Federal agents charged 44 people in New York, Los Angeles, Atlanta and Miami in what they’re calling the single largest Medicare fraud scheme ever, according to the U.S. Dept. of Justice.
The individuals allegedly set up 118 phantom clinics in 25 states and stole the identities of doctors and thousands of Medicare beneficiaries, intending to submit phony claims.
The charges were filed in federal court in New York. The Mirzoyan-Terdjanian international organized crime syndicate is believed to back the alleged scheme. The group has members in the U.S. and Armenia, according to a Justice Dept. press release. Outside the organized crime group, a lawyer and several doctors were among 18 other individuals charged in connection with the alleged fraud.

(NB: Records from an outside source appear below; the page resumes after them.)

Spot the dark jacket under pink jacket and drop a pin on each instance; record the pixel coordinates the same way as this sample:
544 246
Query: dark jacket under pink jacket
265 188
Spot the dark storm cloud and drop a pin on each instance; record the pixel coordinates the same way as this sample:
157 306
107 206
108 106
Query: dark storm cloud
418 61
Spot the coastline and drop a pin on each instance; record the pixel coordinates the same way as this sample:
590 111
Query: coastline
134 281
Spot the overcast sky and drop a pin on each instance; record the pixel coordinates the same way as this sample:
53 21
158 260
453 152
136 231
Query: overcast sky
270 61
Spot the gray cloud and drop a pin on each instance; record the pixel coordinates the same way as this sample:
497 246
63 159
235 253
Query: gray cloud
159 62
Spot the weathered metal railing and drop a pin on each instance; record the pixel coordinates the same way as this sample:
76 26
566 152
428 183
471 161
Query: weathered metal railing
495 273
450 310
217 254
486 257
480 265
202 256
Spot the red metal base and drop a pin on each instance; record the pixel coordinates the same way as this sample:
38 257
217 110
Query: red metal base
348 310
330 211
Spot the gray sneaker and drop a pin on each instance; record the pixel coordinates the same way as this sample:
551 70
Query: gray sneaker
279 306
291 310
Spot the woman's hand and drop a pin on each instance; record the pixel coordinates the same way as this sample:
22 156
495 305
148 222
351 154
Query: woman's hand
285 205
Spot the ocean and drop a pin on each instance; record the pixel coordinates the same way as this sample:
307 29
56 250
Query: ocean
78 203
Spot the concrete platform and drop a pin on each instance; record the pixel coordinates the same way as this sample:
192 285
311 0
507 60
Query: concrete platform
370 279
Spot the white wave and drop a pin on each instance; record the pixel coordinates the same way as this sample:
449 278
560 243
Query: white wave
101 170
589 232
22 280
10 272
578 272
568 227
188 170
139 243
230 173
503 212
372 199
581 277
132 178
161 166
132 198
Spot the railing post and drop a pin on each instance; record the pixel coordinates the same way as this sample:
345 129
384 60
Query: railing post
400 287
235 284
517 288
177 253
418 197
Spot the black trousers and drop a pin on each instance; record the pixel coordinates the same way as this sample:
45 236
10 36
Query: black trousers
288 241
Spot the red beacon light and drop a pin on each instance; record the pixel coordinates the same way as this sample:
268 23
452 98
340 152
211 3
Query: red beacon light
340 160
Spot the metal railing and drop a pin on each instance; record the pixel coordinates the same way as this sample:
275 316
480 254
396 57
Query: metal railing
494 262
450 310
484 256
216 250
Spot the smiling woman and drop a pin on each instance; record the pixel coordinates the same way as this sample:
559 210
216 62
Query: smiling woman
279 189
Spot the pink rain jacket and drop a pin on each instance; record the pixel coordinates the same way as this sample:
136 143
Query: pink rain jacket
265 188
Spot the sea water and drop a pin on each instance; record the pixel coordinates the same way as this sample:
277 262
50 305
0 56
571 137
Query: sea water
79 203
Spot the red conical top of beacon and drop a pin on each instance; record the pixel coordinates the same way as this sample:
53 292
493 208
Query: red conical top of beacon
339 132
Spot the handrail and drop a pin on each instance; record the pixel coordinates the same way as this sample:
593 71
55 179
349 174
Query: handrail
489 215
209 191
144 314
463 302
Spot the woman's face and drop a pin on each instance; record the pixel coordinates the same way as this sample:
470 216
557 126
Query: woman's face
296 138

The group had allegedly netted $35 million from false Medicare claims which it transferred overseas, according to authorities, and had billed the federally funded payer for at least $100 million.
It was the latest in a series of healthcare fraud busts by the Dept. of Justice. In July, federal authorities charged 94 individuals for allegedly submitting $251 million in false claims through multiple schemes in five states.
The latest scandal may add more fuel to Sen. Charles Grassley’s (R-Iowa) claim that the Center for Medicare and Medicaid Services is too lax in policing its contractors. The senator sent a strongly-worded letter last week to Dr. Donald Berwick, head of the Centers for Medicare and Medicaid, and his boss Kathleen Sebelius, secretary of the U.S. Dept. of Health & Human Services, asking how CMS watches over the contractors it uses to process Medicare claims and those charged with finding and eliminating fraud and waste.
The Affordable Care Act included $500 million to put more FBI and HHS agents and prosecutors onto the task force and stipulated better information sharing across agencies. The healthcare overhaul also included more severe penalties for those convicted of Medicare fraud and forced more scrutiny of the durable medical equipment industry, which is frequently used for false up-coding in Medicare fraud cases.